Engineering mourns death of aerospace engineering's Michael Micci


By Samantha Chavanic

UNIVERSITY PARK, Pa. — Faculty, staff and students in the Penn State College of Engineering are mourning the loss of Michael Micci, professor of aerospace engineering, who died on Sept. 21, in State College after an eight-month battle with cancer. Micci was 66 years old.

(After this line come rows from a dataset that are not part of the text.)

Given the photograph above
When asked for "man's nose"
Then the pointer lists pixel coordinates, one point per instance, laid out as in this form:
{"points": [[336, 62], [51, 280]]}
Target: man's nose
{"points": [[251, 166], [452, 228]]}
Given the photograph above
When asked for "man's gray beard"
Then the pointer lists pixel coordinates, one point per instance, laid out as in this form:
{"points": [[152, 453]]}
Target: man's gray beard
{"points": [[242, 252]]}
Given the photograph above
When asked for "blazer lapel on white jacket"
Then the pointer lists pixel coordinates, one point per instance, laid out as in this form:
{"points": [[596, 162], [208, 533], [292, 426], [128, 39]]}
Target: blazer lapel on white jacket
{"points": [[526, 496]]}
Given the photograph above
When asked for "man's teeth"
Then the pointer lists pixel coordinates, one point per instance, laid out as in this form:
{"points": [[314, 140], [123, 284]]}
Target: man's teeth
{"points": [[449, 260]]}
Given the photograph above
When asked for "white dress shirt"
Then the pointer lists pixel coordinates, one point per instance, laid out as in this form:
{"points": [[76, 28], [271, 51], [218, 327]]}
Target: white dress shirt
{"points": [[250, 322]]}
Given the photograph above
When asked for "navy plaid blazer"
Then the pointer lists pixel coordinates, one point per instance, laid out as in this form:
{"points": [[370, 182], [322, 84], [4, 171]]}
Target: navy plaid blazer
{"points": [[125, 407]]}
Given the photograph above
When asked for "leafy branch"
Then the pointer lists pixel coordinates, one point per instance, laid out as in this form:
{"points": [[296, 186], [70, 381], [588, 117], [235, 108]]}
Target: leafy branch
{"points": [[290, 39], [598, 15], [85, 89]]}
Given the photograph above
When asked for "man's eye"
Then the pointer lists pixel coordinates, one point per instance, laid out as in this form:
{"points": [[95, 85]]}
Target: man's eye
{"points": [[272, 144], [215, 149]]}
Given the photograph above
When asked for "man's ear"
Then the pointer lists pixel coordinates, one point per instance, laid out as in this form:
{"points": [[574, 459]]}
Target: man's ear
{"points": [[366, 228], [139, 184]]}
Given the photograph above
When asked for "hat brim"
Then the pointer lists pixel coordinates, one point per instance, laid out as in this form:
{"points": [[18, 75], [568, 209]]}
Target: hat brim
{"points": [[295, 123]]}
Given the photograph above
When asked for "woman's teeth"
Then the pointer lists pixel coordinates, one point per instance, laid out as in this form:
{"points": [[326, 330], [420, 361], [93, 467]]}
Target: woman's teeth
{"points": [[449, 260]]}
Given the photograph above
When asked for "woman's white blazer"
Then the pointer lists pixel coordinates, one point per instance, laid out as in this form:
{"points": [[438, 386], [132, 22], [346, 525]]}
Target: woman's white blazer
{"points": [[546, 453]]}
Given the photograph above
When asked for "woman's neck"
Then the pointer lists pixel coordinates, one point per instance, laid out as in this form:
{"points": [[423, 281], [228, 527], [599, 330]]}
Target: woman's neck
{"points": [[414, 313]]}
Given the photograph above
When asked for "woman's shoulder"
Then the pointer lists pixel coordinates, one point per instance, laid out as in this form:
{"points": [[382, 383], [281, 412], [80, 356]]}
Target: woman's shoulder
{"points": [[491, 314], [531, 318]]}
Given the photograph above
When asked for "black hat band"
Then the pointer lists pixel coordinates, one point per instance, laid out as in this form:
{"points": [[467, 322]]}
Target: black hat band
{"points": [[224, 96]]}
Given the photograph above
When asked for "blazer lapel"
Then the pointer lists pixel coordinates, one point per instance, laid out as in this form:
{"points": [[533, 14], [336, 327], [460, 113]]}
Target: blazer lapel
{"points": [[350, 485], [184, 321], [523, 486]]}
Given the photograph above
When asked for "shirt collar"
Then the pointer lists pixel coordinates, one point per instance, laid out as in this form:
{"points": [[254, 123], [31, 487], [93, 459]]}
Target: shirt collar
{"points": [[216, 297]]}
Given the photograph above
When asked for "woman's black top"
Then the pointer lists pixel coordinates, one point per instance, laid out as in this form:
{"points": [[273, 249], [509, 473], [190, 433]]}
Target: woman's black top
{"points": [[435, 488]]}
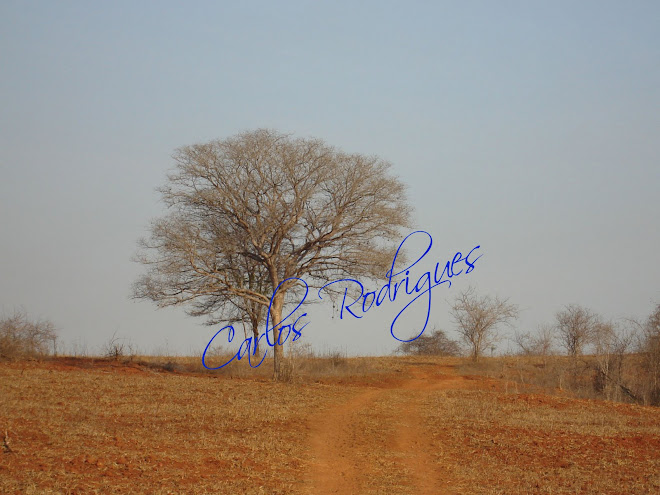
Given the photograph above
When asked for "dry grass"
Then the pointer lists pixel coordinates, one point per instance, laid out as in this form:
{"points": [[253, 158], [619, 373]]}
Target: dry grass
{"points": [[533, 443], [83, 426]]}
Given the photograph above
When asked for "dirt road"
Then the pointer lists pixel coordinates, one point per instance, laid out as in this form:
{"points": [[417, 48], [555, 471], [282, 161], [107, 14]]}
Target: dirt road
{"points": [[377, 441]]}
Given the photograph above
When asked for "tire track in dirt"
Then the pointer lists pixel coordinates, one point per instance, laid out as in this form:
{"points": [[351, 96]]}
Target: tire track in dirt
{"points": [[339, 444]]}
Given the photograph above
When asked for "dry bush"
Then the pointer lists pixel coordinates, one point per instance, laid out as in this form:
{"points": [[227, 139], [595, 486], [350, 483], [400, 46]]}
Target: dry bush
{"points": [[21, 337], [649, 349]]}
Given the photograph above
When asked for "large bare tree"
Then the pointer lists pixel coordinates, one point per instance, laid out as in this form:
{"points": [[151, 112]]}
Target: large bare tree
{"points": [[250, 214], [477, 318]]}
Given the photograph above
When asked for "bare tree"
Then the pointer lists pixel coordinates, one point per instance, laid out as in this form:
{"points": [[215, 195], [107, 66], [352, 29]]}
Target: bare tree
{"points": [[477, 319], [537, 344], [611, 344], [436, 343], [274, 206], [575, 326], [22, 337], [650, 352]]}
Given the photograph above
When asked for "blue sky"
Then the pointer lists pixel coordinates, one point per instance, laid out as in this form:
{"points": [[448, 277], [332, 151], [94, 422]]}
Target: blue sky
{"points": [[531, 128]]}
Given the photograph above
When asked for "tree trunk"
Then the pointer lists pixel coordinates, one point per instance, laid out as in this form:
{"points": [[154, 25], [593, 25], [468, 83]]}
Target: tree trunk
{"points": [[276, 317]]}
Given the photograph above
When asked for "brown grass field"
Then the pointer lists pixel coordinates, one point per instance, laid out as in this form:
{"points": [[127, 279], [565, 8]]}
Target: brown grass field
{"points": [[396, 425]]}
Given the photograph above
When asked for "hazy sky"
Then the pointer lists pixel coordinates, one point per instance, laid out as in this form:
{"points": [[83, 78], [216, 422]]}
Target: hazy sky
{"points": [[530, 128]]}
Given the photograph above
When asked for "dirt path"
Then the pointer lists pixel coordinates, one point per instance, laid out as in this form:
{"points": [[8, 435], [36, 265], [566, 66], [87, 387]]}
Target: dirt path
{"points": [[376, 442]]}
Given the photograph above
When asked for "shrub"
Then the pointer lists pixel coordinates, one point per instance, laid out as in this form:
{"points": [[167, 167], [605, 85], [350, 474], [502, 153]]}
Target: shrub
{"points": [[21, 337]]}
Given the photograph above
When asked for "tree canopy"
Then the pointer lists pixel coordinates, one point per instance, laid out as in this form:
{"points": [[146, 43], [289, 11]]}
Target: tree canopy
{"points": [[250, 214]]}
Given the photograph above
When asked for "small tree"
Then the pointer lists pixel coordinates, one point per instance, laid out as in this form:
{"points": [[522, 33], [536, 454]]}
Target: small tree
{"points": [[436, 343], [611, 344], [22, 337], [477, 319], [650, 351], [538, 344], [575, 326]]}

Raised in Joliet, Illinois, Micci attended high school at the Joliet Catholic Academy. Growing up in the 1960s, the heyday of the space race, he was inspired by the United States’ space program and science fiction writers like Arthur C. Clarke. This inspiration matured into a passion — advancing from winning gold medals in national and international model rocket competitions to building a 40-year career centered around spaceflight.

Micci earned his bachelor of science and master of science in aerospace engineering from the University of Illinois at Urbana–Champaign. He completed his doctoral degree in the Department of Mechanical and Aerospace Engineering at Princeton University, with a focus on rocket propulsion. His dissertation, “Solid propellant response functions deduced from forced longitudinal waves in solid rocket motors,” focused on the experimental characterization of unsteady solid propellant rocket combustion.

Upon completion of his doctorate, Micci joined Penn State’s Department of Aerospace Engineering in 1981 as an assistant professor. In 1988, Micci was promoted to associate professor and in 1998 he received full professor rank. During his tenure with the department, Micci taught aerospace topics ranging from dynamics and control to programming to spacecraft environments. As a genuine rocket scientist, Micci specialized in all forms of rocket propulsion. His research and teaching experience also expanded outside of the University, with sabbaticals spent as a visiting scientist at the Air Force Office of Scientific Research in Washington, D.C.; a research scientist at the Office Nationale d’Études et de Recherches Aérospatiales in Paris, France; a Nuclear Regulatory Commission (NRC) senior research associate at the Air Force Research Laboratory at Edwards Air Force Base in California; a visiting professor at the University of London, Queen Mary; and a NRC senior research associate at the Air Force Research Laboratory in Maui, Hawaii.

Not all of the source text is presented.